The Presidential Panel of Inquiry into the post-election debacle particularly in northern Nigeria is welcomed. The Committee must not shy away from the concepts of imagination and intuition which are disciplined curiosity and are indispensable assets in problem definition. Unlike previous inquiries whose reports were dead on arrival, the Panel must see investigation as a process that fits into a context of determination of fact for decision-making purposes, and as such, an end-oriented activity. The slain compatriots deserve justice. Countrymen are scared residing in a region other than their own. How the Jonathan-led government is able to resolve this will determine the level of revamp of peace, harmony and justice in the country.

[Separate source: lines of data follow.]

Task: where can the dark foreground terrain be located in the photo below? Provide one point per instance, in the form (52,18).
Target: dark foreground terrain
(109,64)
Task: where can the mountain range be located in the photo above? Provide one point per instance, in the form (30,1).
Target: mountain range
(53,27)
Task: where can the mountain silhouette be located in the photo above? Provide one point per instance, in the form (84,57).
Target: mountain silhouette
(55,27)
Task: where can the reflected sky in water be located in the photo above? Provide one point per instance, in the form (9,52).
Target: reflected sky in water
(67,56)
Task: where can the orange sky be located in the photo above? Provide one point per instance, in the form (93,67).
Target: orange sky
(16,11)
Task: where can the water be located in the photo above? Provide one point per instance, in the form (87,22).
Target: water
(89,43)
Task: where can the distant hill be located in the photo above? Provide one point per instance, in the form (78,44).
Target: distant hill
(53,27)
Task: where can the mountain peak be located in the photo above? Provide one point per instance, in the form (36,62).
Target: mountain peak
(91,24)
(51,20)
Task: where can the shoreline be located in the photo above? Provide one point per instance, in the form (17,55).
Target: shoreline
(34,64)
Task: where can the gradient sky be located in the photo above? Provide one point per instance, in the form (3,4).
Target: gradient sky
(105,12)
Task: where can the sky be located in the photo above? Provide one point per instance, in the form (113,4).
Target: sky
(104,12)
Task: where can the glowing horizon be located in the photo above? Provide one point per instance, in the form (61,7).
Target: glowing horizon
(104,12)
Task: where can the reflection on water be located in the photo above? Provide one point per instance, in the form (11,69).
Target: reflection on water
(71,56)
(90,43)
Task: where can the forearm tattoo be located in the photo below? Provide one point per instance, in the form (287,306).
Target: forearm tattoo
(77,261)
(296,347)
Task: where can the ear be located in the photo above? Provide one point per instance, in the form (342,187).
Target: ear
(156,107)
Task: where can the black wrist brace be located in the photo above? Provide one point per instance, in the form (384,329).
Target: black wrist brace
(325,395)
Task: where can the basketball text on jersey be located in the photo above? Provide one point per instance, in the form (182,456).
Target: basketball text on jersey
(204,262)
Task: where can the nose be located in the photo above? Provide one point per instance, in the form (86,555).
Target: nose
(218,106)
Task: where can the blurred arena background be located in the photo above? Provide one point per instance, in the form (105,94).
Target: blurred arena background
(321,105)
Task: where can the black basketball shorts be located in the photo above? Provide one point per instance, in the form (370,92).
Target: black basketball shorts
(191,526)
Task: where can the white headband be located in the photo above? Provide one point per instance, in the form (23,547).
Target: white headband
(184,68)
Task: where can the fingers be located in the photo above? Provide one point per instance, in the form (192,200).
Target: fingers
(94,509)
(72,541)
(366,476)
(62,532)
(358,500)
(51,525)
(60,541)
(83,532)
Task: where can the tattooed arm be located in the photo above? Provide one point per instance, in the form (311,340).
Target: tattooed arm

It must bring to book the perpetrators of violence and the designers and promoters of a divided Nigeria, to serve as deterrence to others.


Nigeria today is different from the one some leaders used to know. Many are still living in the past believing that the then ‘apes obey’ slogan would do for the deployment of acts of violence and crimes against humanity. These leaders have nothing or less to lose. Their wards seldom take part in this ignominious act. Several of their wards reside abroad only to return home to follow suit as men and women the people adorn and beckon upon to lead. These disgruntled elements do not believe in empowerment of any sort. If the idle youth and women of easy virtues are empowered how would they embrace the whims and caprices of the sinister leaders who use them cheaply and dump them without benefits?


It is for change! It is time for transformation! It is time for the Nigerians, the Commonwealth, Economic Community of West African States (ECOWAS), and the African Union (AU) to rise up to the challenge of helping the largest African State to break even by encouraging key decision makers towards influencing their parties, constituents, and political candidates to desist from using violent and corrupt means to achieve their goals. Africa is crumbling. Experiences gathered from Tunisia, Egypt, Cote D’Ivoire, Libya among others were awful. The United States’ prediction of the disintegration of Nigeria was swept under carpet by the Obasanjo Administration and the fifth Senate; yet, the Niger-Delta imbroglio was not resolved, Boko Haram’s bombing spree has not been curtailed; these crises around all remind us of the unsolved intrinsic that seek to threaten our union and national sovereignty.


A fellow compatriot contends that “We are a time bomb waiting to explode, and our leaders better understand that. We stand at the precipice’s edge because our dynamics are unique and yet frightening if not utilized well”. He retorts that ‘the only way to ensure the cessation of these occurrences is to provide the basics for our people to honestly pursue their daily bread on a level playing field’.


As Goodluck Ebele Jonathan takes a fresh oath of office, he will have to focus on the Nigeria we will bequeath to our children. Above all, Nigerians everywhere should endeavour to race forward forgetting the things that are behind.